Frente a este escenario, ¿es posible hacer un recorte presupuestario de esta magnitud sin tocar la masa salarial? Analicemos los números oficiales.
En principio, a grandes rasgos hay que decir que la partida de gastos se divide en dos partes bien diferenciadas:
• Las erogaciones de capital, donde se encuentra, entre otros, la ejecución de las obras públicas. Este rubro representa el 7% del gasto total a realizar por la provincia en el 2012.
• Las erogaciones corrientes, que concentran la masa salarial, transferencias y funcionamiento, entre otros y representan el 93% del gasto total a ejecutar por la provincia.
Algunos gobiernos tienen una proporción de las partidas de capital para ajustar su presupuesto. Cuando las cuentas fiscales se encuentran desequilibradas, lo primero que se recorta son estas transferencias ya que las erogaciones corrientes son mucho más inflexibles a una baja en el gasto; por ejemplo, postergar la ejecución de una obra pública tiene un costo político mucho menor que tomar la decisión de reducir salarios.
[ pagebreak ]
Según las proyecciones oficiales, el gasto de capital a ejecutar por Río Negro –tomando como referencia el cierre del 1er. cuatrimestre– se ubicará en torno a los $ 500 millones para todo el 2012. Hacia la obra pública, que es una partida tradicionalmente susceptible a los recortes presupuestarios, se destinará una parte importante de estos fondos durante el año.
Pero el gobierno rionegrino ni siquiera puede contar con este dinero ya que llega, en un alto porcentaje, del gobierno nacional y tiene asignación específica, es decir que no puede ser reorientado hacia otro destino presupuestario.
Años atrás, cuando el federalismo era parte importante del proyecto institucional del país, las provincias contaban con recursos propios para ejecutar su obra pública y, por ende, el recorte de estas partidas les permitía, transitoriamente, recomponer sus cuentas fiscales.

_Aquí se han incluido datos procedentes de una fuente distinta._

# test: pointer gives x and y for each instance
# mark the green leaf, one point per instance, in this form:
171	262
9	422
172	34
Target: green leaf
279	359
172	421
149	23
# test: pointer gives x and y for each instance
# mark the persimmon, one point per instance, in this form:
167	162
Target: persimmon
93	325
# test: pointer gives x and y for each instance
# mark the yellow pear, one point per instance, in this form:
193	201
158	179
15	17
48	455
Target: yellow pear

Hoy, sin autonomía, a las provincias se les ha quitado esta herramienta presupuestaria fundamental para compensar sus números.
En definitiva, de la partida de gasto de capital el gobierno rionegrino podría recortar no más de $ 100 millones de pesos destinados para todo el año, una cifra lejana de los $ 1.100 millones prometidos.
Siguiendo este razonamiento, la única salida que tiene el gobernador para concretar su anunciado ajuste es recortar gastos en la estructura corriente del presupuesto.
Al analizar estas erogaciones, se observa que la masa salarial se lleva casi el 70% mientras que el resto se distribuye en gastos de funcionamiento y transferencias (en una alta proporción a los municipios).
Todo indica, entonces, que no hay posibilidades ciertas de recomponer la estructura fiscal de la provincia, ajustando $ 1.100 millones, sin tocar la partida de masa salarial, que hoy no sólo concentra una parte importante del gasto sino que también es la que lleva la inercia más preocupante en relación con el crecimiento que vienen registrando las distintas variables presupuestarias."